Bjorn Hocke, a regional political, who led the protests called for 2020 to be the “year of deportation”, claiming it would give a boost to the “underutilised” Erfurt airport. He promised to be at the gates for the "at the first deportation flight, waving and calling out for a good trip home".
The comments caused outrage but boosted Mr Hocke’s career. In regional elections last month he led his Alternative for Deutschland (AFD) party to second place with 23 per cent of the vote.
To Suleman Malik, the imam behind the much delayed mosque project, the comments are part of a wave of death threats and harassment, including deliveries of pigs heads to the building site. Islamphobia is real in Erfurt and the wider state of Thuringia, where 7,000 Muslims live in a 2 million population.
“Thuringia is my home and I am not going to leave it because of the far-right,” Mr Malik told foreign journalists. “I will not give up my house to those who want to divide us.”
Mr Malik directly accused Mr Hoche of leading a revival of fascism and cultivating a climate of hate directed at minorities. “Murder is only the most extreme end of a chain of violence that begins with verbal aggression,” he added. “This turns into insults, continues with attacks and material damage to property before the ultimate self-satisfaction from the death of the other.”
The Berlin Wall is now remembered as a national scar that split the German homeland. Erfurt was just about as far West as it was possible to travel in the former Eastern Germany.
In 1970 it was chosen as the venue for the groundbreaking meeting of the leaders of the two German states, Walter Ulbrecht and Wily Brandt. Within two years, Mr Brandt’s Ostpolitik or normalisation policy with the east, led to mutual recognition and an exchange of ambassadors in 1972.
Nonetheless rivalry remained frozen until 1989 when the easterners saw their chance to rise up against the Communist regime. Edelbert Richter, a protestant preacher, formed the Democratic Rising party calling for free elections in Erfurt, making the town a centre of revolt.
Egon Krenz, the new eastern leader, could no longer hold the line and by November 9 all border controls were dropped. The people of Erfurt were among the first to flood into the west.

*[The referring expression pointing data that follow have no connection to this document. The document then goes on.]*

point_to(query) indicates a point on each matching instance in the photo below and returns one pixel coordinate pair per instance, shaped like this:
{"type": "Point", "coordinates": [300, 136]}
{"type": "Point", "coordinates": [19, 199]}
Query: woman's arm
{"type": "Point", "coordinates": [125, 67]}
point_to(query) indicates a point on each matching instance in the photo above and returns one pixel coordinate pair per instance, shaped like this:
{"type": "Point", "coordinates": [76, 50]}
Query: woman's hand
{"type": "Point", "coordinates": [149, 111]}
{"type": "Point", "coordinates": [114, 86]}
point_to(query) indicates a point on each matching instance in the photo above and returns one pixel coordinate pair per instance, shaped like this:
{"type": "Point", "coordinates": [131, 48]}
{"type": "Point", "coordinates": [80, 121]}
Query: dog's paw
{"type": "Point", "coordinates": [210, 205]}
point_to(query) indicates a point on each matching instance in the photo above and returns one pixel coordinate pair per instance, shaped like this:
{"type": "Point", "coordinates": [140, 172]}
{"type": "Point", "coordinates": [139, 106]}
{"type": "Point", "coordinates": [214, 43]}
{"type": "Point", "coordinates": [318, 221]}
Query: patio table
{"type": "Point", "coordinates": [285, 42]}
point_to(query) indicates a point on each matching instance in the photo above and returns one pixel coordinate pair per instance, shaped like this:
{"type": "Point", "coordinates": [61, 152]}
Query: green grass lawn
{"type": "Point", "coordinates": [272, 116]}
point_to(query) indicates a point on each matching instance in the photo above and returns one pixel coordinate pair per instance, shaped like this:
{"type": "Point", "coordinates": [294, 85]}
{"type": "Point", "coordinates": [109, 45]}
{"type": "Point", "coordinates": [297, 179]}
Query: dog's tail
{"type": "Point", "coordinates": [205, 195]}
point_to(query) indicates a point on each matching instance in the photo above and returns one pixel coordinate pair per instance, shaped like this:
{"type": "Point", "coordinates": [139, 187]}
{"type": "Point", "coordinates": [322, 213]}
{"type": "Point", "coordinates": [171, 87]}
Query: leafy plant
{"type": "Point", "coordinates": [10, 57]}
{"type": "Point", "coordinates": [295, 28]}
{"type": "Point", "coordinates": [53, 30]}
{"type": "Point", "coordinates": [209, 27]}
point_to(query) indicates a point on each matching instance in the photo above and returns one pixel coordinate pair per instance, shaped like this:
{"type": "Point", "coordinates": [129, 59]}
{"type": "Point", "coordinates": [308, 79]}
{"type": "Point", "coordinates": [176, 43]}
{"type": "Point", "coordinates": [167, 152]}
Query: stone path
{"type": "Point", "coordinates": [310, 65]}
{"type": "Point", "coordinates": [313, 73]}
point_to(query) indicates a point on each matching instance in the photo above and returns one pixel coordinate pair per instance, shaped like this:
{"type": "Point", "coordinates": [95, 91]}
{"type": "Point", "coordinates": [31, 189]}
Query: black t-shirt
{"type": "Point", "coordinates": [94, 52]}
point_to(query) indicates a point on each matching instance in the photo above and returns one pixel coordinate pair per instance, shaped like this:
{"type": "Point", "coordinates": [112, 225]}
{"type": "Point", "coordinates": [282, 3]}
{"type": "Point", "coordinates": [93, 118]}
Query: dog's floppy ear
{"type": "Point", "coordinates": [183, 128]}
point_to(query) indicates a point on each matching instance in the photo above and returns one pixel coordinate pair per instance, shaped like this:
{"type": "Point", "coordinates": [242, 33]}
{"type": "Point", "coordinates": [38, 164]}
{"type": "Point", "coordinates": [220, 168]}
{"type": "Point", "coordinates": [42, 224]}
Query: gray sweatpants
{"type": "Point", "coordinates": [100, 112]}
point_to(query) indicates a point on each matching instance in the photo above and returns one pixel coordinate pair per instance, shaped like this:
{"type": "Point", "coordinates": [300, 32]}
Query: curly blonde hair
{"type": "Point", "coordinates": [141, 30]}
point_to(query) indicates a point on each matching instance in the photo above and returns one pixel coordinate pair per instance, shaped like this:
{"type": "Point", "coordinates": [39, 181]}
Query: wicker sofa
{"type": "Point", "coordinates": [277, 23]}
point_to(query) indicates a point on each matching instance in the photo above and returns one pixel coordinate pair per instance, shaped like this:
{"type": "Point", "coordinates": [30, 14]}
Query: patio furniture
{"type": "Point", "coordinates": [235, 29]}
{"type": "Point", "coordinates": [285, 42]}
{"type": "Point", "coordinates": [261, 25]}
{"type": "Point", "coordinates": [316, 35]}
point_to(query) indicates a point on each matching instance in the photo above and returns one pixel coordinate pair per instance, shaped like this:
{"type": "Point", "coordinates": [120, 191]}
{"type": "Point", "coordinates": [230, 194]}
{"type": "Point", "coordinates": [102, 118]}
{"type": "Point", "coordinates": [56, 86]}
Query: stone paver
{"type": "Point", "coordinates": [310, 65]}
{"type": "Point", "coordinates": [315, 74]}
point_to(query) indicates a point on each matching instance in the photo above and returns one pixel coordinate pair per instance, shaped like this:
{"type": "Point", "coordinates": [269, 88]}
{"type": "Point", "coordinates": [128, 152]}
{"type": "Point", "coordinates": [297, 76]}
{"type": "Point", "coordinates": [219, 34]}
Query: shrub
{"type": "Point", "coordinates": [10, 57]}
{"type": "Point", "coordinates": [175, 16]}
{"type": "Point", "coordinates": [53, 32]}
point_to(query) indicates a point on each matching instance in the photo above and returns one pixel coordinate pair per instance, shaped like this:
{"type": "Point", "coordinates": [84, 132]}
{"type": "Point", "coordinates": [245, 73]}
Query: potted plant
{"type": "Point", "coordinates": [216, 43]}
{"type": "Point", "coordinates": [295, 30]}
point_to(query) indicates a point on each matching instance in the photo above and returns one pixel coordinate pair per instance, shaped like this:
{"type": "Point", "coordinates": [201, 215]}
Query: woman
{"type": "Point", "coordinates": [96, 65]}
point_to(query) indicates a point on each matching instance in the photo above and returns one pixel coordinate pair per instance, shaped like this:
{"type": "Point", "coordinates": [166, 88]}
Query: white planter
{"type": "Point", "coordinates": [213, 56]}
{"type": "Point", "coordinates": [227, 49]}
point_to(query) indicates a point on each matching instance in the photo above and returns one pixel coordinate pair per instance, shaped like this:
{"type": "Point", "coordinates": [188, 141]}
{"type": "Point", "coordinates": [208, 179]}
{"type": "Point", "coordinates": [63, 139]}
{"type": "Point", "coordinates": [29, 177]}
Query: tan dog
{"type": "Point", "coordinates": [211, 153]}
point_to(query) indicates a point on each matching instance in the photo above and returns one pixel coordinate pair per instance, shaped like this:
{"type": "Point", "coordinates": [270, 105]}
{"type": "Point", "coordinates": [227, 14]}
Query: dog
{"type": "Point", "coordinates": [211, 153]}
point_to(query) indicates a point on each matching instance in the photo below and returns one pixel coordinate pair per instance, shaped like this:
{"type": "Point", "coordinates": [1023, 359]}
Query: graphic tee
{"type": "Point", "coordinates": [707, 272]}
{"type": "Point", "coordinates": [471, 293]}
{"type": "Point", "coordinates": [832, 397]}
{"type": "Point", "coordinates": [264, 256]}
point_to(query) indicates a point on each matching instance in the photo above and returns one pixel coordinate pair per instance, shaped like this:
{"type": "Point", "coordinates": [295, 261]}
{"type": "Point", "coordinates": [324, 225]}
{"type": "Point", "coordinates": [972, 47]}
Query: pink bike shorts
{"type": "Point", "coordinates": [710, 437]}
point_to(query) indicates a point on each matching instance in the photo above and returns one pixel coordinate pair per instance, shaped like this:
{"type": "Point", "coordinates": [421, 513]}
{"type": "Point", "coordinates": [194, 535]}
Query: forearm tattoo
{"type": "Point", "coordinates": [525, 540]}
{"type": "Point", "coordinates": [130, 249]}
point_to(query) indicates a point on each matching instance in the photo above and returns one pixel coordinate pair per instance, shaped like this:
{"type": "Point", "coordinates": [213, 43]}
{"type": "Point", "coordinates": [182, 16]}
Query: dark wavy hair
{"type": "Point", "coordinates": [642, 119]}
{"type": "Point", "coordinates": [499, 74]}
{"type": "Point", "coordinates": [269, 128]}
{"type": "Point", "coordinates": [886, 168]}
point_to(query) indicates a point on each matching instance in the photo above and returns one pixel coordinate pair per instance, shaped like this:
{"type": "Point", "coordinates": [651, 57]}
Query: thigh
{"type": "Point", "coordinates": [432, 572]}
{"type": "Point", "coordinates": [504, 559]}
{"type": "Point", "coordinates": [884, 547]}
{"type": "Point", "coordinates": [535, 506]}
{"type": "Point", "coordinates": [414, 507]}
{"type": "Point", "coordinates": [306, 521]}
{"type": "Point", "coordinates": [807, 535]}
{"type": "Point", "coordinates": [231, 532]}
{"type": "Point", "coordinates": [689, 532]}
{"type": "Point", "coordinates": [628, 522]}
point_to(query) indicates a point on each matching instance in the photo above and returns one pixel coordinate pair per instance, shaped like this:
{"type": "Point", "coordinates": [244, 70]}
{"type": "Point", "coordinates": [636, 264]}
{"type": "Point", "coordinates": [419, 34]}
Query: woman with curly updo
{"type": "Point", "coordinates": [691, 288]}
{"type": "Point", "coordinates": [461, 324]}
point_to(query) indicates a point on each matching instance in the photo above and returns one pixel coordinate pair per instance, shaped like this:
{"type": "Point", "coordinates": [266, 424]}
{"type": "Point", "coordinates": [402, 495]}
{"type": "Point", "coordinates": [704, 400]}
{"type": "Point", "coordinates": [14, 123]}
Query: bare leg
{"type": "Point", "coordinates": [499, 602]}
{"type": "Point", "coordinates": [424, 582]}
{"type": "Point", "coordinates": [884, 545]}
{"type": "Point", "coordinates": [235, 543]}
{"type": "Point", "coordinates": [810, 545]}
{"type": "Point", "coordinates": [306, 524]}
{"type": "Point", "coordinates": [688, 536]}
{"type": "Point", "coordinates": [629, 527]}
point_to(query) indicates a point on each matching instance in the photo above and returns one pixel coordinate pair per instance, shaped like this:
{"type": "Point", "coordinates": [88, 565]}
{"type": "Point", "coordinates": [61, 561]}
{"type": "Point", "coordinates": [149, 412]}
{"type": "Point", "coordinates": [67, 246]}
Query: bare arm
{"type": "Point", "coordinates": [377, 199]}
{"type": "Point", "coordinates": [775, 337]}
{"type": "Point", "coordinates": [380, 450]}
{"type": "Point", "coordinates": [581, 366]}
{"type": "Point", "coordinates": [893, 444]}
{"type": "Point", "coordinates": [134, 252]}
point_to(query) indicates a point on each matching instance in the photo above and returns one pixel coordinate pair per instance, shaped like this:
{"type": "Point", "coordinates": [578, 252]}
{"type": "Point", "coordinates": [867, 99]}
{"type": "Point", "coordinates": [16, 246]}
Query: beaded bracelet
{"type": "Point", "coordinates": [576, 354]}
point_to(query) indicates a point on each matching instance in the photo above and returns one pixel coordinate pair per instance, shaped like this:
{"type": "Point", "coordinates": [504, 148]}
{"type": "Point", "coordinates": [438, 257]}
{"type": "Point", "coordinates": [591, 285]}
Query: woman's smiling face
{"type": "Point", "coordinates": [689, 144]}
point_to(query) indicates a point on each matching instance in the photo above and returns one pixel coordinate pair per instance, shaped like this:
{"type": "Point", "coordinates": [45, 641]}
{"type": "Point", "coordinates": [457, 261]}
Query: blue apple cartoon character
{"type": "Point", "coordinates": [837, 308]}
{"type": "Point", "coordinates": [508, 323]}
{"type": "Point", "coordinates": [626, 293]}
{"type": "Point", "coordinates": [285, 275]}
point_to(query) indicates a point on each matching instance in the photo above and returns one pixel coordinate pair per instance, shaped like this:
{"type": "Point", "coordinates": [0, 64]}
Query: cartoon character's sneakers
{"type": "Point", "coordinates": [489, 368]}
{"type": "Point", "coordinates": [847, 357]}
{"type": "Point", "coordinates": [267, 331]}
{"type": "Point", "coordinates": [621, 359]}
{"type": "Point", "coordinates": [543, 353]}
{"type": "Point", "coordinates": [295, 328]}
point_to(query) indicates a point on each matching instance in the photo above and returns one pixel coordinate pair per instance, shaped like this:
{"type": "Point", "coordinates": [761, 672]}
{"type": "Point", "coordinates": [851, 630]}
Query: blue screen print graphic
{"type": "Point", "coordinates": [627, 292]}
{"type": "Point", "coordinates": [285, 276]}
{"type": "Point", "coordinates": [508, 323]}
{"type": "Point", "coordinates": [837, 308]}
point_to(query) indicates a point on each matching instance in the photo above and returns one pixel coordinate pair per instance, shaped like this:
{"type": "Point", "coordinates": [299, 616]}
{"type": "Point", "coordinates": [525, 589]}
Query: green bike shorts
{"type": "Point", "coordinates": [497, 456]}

Civil rights activist Barbara Sengewald did not join the exodus but with a group of activists rushed to secure the secret files of East Germany’s fear Stasi, the secret police. She explained the idealism of the times as the citizens celebrated the end of the oppressive Communist regime.
“We wanted to eliminate the apparatus of power an create a society of justice and solidarity,” she recalled. “There were so many who overcame their fears to make a change.
“There were old pensioners with militia armbands and young women with babies in their arms. It was a revolutionary time, unthinkable today.”
The reunifaction of Germany in December 1990 tied the east to the prosperous West but for many the post-Communist period was a painful experience. Despite an estimated two trillion euros in West-East transfers, four in five easterners ended up unemployed at some point. Alienation and resentment in the east is now fuelling the rise of extremist politics.
Polling by the Pew Research Centre ahead of the reunification anniversary found that 24 per cent of adults in the old east had a favourable view of the AFD, compared to just 12 per cent in the west. While majorities on both sides had favourable views of Muslims, more than 36 per cent of easterners expressed unfavourable opinions, compared to 22 per cent of westerners.
Across the former eastern bloc polling shows distrust of the post-1989 settlement has grown. Democratic institutions have been undermined and the rule of law is increasingly questioned. Hostility to minorities on the rise, something that spiked after 2015 and the influx of refugees to Europe from Syria and Iraq. An Open Society poll of seven central European countries, including Germany, found that between 61 per cent and 51 per cent of respondents agreed that democracy was under threat.